The report, Cognitive Technologies in Capital Markets, examines which jobs and processes within the corporate and investment banking world are most suited to automated technologies. It concludes that 60% of jobs will face a big impact from artificial intelligence and robotics while 30% of jobs could be performed entirely via automation.
While this may be disturbing news for investment bankers worried that they will become surplus to requirements, the report states that this shift in work practices will not just lead to job cuts but should also free up staff to perform more high-value tasks.
“The application of cognitive technologies to capital markets functions can reduce budgets and free up capacity for teams to focus on higher-value activities such as research, idea generation and client relationship management,” states the report.

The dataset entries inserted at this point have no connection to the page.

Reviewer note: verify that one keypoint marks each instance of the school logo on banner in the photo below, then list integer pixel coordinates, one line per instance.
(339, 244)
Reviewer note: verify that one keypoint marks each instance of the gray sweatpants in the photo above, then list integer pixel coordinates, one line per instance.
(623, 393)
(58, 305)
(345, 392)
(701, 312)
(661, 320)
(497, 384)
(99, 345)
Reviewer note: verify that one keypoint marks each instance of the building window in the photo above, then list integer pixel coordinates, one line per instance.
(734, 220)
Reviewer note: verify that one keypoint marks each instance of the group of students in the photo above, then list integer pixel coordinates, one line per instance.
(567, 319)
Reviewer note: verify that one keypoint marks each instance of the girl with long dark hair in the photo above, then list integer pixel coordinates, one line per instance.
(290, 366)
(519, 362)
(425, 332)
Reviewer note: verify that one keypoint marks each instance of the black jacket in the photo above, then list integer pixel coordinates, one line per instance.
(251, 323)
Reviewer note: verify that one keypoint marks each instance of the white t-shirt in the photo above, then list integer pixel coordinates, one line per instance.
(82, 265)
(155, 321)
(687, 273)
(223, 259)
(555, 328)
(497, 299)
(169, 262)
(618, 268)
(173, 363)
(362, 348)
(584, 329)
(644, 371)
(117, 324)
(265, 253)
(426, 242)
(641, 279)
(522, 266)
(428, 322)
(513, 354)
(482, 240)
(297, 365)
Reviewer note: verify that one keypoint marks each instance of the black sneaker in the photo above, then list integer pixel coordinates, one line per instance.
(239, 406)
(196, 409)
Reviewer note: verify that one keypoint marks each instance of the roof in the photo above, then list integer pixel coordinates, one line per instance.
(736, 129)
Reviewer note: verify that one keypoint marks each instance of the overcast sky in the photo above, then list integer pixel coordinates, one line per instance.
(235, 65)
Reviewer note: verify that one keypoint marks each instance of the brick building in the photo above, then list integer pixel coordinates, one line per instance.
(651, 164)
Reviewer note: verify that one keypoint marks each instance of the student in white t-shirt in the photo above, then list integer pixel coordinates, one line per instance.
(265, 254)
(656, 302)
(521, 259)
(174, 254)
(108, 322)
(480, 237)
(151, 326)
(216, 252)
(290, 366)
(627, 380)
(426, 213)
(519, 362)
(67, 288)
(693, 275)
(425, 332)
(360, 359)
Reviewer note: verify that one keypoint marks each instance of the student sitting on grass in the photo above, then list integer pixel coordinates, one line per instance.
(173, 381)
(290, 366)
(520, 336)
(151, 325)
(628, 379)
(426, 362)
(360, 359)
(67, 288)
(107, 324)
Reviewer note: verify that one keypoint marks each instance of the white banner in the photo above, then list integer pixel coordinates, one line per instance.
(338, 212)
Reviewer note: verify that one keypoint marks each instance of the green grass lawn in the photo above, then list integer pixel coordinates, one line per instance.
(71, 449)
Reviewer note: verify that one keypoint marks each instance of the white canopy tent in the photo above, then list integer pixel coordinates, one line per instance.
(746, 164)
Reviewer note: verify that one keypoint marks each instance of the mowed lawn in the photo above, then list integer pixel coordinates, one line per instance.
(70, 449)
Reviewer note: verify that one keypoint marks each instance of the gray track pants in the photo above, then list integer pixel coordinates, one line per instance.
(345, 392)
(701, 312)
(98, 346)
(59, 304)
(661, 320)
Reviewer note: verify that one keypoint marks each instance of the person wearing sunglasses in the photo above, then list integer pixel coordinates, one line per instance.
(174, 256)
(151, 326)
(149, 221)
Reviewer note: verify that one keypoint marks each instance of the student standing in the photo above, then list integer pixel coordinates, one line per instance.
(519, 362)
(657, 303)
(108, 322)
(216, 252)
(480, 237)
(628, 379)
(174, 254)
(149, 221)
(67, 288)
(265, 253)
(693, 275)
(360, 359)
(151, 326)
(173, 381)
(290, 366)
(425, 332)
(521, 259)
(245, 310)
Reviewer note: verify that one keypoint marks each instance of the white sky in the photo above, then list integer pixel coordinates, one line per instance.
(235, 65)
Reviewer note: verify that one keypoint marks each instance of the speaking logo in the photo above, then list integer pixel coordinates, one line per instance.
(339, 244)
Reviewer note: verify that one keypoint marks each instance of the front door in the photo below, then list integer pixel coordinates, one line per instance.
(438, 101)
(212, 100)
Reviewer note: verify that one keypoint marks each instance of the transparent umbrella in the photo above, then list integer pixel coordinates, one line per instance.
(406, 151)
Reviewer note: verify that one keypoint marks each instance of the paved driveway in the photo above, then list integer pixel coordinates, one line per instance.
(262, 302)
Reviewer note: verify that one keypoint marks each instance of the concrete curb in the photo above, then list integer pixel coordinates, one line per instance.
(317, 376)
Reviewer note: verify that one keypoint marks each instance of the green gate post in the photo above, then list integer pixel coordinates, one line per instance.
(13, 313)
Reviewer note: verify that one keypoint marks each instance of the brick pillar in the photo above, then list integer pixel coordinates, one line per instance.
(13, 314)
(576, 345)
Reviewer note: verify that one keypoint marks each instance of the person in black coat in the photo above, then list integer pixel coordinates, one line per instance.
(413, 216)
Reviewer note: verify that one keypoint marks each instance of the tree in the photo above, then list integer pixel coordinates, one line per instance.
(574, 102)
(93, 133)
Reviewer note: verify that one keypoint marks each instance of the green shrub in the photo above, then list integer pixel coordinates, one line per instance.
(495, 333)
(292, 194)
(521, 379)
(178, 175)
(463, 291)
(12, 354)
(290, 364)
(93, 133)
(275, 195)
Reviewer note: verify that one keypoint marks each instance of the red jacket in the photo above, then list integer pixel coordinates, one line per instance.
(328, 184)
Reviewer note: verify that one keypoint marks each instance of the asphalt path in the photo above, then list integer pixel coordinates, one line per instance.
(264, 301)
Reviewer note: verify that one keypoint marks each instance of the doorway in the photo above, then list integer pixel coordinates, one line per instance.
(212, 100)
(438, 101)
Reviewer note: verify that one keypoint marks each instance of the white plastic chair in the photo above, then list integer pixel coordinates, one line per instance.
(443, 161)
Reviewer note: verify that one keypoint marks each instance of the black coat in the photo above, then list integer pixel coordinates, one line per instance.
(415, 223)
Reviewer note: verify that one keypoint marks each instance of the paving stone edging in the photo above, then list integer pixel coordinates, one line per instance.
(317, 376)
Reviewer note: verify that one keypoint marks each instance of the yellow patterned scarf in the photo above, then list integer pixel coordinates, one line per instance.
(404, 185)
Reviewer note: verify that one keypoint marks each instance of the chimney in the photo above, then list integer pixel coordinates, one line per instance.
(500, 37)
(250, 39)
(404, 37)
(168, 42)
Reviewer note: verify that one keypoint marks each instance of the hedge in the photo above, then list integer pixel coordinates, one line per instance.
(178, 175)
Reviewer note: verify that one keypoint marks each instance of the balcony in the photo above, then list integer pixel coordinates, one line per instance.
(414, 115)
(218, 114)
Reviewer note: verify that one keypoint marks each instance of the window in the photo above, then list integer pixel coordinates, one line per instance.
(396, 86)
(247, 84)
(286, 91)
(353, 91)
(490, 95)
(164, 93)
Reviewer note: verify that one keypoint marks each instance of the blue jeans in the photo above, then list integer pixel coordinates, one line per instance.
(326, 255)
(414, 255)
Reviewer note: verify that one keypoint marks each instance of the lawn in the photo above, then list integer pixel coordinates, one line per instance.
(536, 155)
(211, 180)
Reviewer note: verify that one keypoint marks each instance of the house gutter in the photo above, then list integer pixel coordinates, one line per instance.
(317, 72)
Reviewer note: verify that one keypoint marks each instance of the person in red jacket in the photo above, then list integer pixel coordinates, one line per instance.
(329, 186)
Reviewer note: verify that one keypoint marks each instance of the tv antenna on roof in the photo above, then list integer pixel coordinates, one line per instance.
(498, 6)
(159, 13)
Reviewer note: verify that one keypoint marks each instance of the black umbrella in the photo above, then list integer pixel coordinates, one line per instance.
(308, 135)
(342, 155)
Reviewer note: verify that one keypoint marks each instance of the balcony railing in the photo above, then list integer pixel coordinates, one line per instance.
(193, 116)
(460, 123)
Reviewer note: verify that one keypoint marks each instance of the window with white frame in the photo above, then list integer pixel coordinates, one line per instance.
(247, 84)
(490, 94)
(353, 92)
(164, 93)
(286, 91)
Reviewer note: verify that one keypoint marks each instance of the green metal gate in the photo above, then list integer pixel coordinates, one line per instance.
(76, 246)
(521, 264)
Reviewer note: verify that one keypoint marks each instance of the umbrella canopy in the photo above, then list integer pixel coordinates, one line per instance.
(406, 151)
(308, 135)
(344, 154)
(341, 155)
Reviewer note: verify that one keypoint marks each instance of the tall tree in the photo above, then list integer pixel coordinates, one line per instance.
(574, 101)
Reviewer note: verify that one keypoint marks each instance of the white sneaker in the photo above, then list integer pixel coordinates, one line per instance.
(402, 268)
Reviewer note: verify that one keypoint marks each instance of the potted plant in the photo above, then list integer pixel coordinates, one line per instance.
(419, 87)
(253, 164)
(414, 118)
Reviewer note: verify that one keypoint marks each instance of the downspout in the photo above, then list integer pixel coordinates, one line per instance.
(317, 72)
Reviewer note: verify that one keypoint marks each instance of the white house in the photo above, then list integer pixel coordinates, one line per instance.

In terms of those processes most ripe for automation, the report picks out trade allocation as its number one, stating that the auto-population of trade details is already being piloted by a number of investment banks.
The report separates middle office, finance and operations tasks in its examination of what is most appropriate for automation and states that the latter group will enjoy greater employee capacity from the use of cognitive technology, especially a number of post-trade processes such as settlement/payments, confirmations and reconciliations.
It also states that “pockets of value will be delivered across the business, from risk management to compliance and HR”. However there is little focus on the front office and the role of traders and dealmakers.
In terms of the technology, McKinsey states that machine learning will have the greatest impact, while consumer-facing robots or cognitive agents will have the lowest overall impact.
The report states that the technology will be ready to move to “centre stage” within two or three years but it also warns that it will not magically produce double digit growth for banks. It will though make banks more efficient and better able to respond to technology changes and recommends that they establish internal departments or centres to track emerging technology and encourage greater innovation.
The majority of investment banks have already set up a number of so-called innovation centres and started to pilot the use of cognitive technologies for some processes. And a number of bank heads have also sought to assure staff that the introduction of machine learning, robots and the like will not necessarily result in headcount reduction.
For example, the world’s biggest bank JP Morgan stated its intention to use robotics and machine learning to automate basic manual tasks in its annual letter to shareholders back in April but the bank’s boss Jamie Dimon also said in June that he expects headcount at the bank to go up despite automation.
“We’re using bots today, it’s not going to stop us from opening retail branches” or hiring private bankers or expanding in Africa, he said in an interview published on LinkedIn. “My guess is our headcount will go up over the next 20 years, not down.”